Ilekroć stoję w kolejce do wyciągu, najczęściej kilka minut, to przypominają mi się czasy gdy do wyciągów orczykowych stało się 40 min co było standardem, a często i ok. godziny.
Piszę tu o latach 80-tych i pierwszej połowie lat 90-tych, później było coraz luźniej.
Moim zdaniem narciarstwo wtedy było popularniejsze, i było więcej narciarzy niż obecnie.
Obecnie funkcjonuje mniej ośrodków narciarskich niż w tamtych czasach, niektóre są wspomniane w wątku „Ośrodki widma”.

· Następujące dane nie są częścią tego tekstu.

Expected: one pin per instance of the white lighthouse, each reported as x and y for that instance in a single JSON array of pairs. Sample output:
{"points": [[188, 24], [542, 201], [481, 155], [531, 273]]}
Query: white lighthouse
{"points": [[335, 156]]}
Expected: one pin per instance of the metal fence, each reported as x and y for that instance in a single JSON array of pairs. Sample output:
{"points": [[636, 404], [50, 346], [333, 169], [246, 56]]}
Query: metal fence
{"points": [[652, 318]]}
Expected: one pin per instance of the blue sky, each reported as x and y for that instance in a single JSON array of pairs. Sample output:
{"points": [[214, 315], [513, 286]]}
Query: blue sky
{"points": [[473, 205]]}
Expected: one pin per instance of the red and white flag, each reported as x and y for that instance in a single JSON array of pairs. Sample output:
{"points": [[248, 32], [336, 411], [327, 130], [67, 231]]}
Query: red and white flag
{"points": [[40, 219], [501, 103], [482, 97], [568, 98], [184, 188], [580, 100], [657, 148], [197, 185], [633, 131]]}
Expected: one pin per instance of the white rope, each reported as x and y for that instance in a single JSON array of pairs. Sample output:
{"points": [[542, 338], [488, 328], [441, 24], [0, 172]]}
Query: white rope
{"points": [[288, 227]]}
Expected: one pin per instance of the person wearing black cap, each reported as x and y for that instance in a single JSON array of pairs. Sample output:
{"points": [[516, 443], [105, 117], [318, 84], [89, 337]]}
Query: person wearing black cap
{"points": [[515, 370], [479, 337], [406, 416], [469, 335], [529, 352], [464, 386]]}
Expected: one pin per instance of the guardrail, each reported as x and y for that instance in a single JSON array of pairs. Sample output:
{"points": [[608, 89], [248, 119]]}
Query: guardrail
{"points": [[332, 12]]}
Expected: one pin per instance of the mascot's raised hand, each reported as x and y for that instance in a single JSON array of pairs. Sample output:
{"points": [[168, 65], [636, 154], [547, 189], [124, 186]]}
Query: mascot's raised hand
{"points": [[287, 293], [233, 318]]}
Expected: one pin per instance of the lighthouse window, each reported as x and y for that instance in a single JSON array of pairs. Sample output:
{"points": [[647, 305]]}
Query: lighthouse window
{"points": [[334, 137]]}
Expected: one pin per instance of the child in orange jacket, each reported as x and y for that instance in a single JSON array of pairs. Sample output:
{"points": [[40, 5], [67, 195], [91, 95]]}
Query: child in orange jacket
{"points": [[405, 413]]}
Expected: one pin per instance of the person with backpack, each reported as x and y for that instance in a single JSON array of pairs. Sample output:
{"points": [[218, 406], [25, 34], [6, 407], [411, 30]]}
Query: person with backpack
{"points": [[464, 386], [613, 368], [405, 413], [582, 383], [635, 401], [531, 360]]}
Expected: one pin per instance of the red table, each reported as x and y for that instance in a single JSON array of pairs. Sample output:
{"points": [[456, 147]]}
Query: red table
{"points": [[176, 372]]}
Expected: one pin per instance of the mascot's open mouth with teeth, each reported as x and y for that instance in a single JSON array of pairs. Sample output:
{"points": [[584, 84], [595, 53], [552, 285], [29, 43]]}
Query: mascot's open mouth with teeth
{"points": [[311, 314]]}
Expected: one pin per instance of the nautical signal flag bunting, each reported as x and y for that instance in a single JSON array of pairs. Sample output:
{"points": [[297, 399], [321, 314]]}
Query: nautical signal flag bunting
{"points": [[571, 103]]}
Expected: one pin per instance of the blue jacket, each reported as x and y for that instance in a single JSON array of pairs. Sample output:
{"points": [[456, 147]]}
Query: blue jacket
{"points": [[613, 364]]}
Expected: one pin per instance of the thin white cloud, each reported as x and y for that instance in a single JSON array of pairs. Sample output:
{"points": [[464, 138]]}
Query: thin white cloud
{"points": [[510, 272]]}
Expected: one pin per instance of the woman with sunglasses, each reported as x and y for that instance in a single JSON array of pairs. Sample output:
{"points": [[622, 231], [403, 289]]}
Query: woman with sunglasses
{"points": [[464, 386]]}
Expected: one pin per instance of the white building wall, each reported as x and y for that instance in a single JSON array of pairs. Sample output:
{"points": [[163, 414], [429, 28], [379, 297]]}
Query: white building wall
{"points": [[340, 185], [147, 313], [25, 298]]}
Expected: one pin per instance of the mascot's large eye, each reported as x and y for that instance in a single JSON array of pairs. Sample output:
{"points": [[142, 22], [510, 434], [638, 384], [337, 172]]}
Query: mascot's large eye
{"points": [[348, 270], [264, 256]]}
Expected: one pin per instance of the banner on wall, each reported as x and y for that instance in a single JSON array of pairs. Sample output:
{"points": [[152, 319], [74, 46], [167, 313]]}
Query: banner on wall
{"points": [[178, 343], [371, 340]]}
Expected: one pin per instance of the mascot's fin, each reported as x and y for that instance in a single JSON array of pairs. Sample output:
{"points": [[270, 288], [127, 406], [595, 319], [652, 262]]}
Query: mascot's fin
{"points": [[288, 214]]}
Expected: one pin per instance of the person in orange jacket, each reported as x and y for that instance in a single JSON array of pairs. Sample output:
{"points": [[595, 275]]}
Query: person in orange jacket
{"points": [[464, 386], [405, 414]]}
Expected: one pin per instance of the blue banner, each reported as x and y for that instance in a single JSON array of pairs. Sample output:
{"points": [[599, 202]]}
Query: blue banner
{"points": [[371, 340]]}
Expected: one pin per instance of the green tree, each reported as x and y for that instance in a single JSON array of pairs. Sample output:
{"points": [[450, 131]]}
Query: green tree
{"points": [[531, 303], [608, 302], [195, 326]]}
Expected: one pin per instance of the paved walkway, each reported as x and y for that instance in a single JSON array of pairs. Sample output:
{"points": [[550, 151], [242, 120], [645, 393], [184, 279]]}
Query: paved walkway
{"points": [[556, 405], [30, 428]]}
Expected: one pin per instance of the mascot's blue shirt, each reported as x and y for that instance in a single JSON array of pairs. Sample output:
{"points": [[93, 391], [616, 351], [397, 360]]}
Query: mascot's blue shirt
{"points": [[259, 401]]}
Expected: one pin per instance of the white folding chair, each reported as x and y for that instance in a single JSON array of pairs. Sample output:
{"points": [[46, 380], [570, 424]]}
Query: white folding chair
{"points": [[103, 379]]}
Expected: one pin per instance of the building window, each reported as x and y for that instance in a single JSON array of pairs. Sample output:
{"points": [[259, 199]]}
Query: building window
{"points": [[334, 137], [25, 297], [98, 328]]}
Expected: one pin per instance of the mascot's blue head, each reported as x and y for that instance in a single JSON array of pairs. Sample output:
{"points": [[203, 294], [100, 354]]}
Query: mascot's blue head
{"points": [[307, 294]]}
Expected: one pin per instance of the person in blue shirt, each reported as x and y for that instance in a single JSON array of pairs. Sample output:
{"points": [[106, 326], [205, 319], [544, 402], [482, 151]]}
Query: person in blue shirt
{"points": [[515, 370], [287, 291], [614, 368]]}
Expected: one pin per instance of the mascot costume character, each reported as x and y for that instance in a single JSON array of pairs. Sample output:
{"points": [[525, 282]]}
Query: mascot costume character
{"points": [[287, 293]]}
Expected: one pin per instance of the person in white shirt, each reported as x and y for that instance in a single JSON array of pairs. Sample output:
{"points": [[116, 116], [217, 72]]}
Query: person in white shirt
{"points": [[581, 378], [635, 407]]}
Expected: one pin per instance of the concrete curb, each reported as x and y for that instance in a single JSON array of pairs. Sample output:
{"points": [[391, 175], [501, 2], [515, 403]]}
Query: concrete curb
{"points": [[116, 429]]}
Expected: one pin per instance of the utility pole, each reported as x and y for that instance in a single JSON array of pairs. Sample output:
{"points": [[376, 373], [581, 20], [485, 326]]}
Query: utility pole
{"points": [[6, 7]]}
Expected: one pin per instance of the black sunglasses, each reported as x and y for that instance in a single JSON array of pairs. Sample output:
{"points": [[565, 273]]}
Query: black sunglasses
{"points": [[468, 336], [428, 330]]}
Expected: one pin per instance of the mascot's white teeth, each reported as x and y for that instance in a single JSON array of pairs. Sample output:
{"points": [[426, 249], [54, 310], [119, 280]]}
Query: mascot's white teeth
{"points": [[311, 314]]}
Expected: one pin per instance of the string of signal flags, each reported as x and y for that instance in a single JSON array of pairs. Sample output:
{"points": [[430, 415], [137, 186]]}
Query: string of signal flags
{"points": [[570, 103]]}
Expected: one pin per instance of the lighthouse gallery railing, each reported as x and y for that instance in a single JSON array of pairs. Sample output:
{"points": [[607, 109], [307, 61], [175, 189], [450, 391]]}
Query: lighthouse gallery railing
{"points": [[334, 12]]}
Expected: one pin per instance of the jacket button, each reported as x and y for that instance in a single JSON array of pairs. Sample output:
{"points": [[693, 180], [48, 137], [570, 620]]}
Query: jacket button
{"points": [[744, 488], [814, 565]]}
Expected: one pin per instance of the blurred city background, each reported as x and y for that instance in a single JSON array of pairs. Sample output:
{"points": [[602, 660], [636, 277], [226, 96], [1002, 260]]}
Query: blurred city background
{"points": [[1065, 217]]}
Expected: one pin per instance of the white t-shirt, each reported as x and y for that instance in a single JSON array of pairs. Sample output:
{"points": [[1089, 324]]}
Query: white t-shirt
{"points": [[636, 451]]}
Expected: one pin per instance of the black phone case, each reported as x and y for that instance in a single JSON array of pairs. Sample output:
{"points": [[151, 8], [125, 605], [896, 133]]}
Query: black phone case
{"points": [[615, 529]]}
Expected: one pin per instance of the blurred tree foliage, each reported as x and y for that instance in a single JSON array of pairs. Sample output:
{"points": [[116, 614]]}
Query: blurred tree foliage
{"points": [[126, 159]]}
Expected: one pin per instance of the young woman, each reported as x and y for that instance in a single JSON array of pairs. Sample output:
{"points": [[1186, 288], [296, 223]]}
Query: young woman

Nowych które powstały od zera jest niewiele. Obecne nowoczesne ośrodki to najczęściej zmodernizowane byłe orczyki.
Również znajomych czy to ze szkoły, z pracy którzy jeździli na nartach było więcej.
Z drugiej strony mamy o wiele większą przepustowość obecnych kanap czy gondoli, oraz więcej narciarzy jeżdżących za granicą, jednak czy aż tylu?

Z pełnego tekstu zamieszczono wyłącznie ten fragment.